Deep Space Systems (DSS)
- Type: Subsidiary
- Industry: Aerospace
- Founded: 2001
- Founder: Stephen Bailey
- Fate: Active
- Headquarters: Littleton, Colorado, US
- Key people: Stephen Bailey (President and CEO) Michelle Bailey (CFO) Karl Lauffer (Vice President)
- Products: Systems engineering, space cameras, lunar rover
- Number of employees: ≈100 (2018 )
- Parent: Redwire Space, Inc.
- Website: deepspacesystems.com

= Deep Space Systems =

American Aerospace Company

Deep Space Systems, Inc (DSS) is a private aerospace company dedicated to systems engineering that supports the design, development, integration, testing and operations of science and exploration spacecraft.

DSS was incorporated in 2001 and it is based at Littleton, Colorado, United States. Its Founder and President is Steve Bailey.

In June 2020, AE Industrial Partners acquired Deep Space Systems and combined it with Adcole Corp. to form Redwire.

==Overview==
The specialties of DSS are systems engineering, spacecraft design, development, integration and testing, deep space mission operations, and high-definition space-qualified cameras. In 2006, Lockheed Martin won the contract for the Orion spacecraft with the collaboration of Deep Space Systems, and in 2009, DSS was named NASA's Johnson Space Center Small Business Subcontractor of the Year, for its work on Orion's avionics system. While collaboration with Lockheed Martin drives the business, Deep Space Systems diversified with the development of satellite-ready cameras.

On 29 November 2018, Deep Space Systems was included in the Commercial Lunar Payload Services program (CLPS) by NASA, which makes it eligible to bid on delivering science and technology payloads to the Moon, worth $2.6 billion in contracts over 10 years.

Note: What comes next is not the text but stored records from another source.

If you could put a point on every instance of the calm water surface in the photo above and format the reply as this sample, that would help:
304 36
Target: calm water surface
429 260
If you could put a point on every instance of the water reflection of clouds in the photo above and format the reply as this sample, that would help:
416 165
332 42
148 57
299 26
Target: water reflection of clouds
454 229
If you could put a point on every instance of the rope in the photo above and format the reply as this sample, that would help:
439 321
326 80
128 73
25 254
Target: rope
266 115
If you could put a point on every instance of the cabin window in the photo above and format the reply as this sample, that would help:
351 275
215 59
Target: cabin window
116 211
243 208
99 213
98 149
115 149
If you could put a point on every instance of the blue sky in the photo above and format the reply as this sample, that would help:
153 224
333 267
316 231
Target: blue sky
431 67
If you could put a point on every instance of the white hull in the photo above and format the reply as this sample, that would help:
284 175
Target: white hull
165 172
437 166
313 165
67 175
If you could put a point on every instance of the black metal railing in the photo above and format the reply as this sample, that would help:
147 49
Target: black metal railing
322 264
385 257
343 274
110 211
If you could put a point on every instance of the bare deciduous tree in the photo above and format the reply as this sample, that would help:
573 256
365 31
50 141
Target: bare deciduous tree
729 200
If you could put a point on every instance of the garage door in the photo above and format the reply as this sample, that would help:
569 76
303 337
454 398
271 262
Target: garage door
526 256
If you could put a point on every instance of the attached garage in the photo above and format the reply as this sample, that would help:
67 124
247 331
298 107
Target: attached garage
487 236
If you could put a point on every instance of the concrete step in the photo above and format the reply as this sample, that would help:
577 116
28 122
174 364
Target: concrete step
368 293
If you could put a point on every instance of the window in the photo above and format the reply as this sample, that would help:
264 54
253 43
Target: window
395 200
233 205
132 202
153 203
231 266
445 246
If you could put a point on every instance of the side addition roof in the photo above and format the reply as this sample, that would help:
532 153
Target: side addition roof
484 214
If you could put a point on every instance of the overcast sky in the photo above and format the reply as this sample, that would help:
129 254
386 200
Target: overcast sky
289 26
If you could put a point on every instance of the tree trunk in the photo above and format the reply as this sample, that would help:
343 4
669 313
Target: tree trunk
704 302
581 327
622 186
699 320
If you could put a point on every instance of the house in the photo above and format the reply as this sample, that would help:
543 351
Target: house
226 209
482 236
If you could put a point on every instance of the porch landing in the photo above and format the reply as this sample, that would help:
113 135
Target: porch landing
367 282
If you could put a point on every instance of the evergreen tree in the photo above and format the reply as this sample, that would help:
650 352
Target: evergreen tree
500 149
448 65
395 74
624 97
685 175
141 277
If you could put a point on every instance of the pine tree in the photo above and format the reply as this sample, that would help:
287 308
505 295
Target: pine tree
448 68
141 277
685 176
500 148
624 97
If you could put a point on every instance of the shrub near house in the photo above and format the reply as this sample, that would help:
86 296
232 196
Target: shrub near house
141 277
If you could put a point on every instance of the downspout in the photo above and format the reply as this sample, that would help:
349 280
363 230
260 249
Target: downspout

DSS is now considered a "main contractor" for NASA's CLPS program, and DSS can sub-contract projects to other companies of their choice. According to NASA, Deep Space Systems will be proposing a small commercial lunar rover in 2019 to carry science payloads, in addition of their design and development services to the program. DSS is also working on a lander concept focused on scouting south polar lunar resources.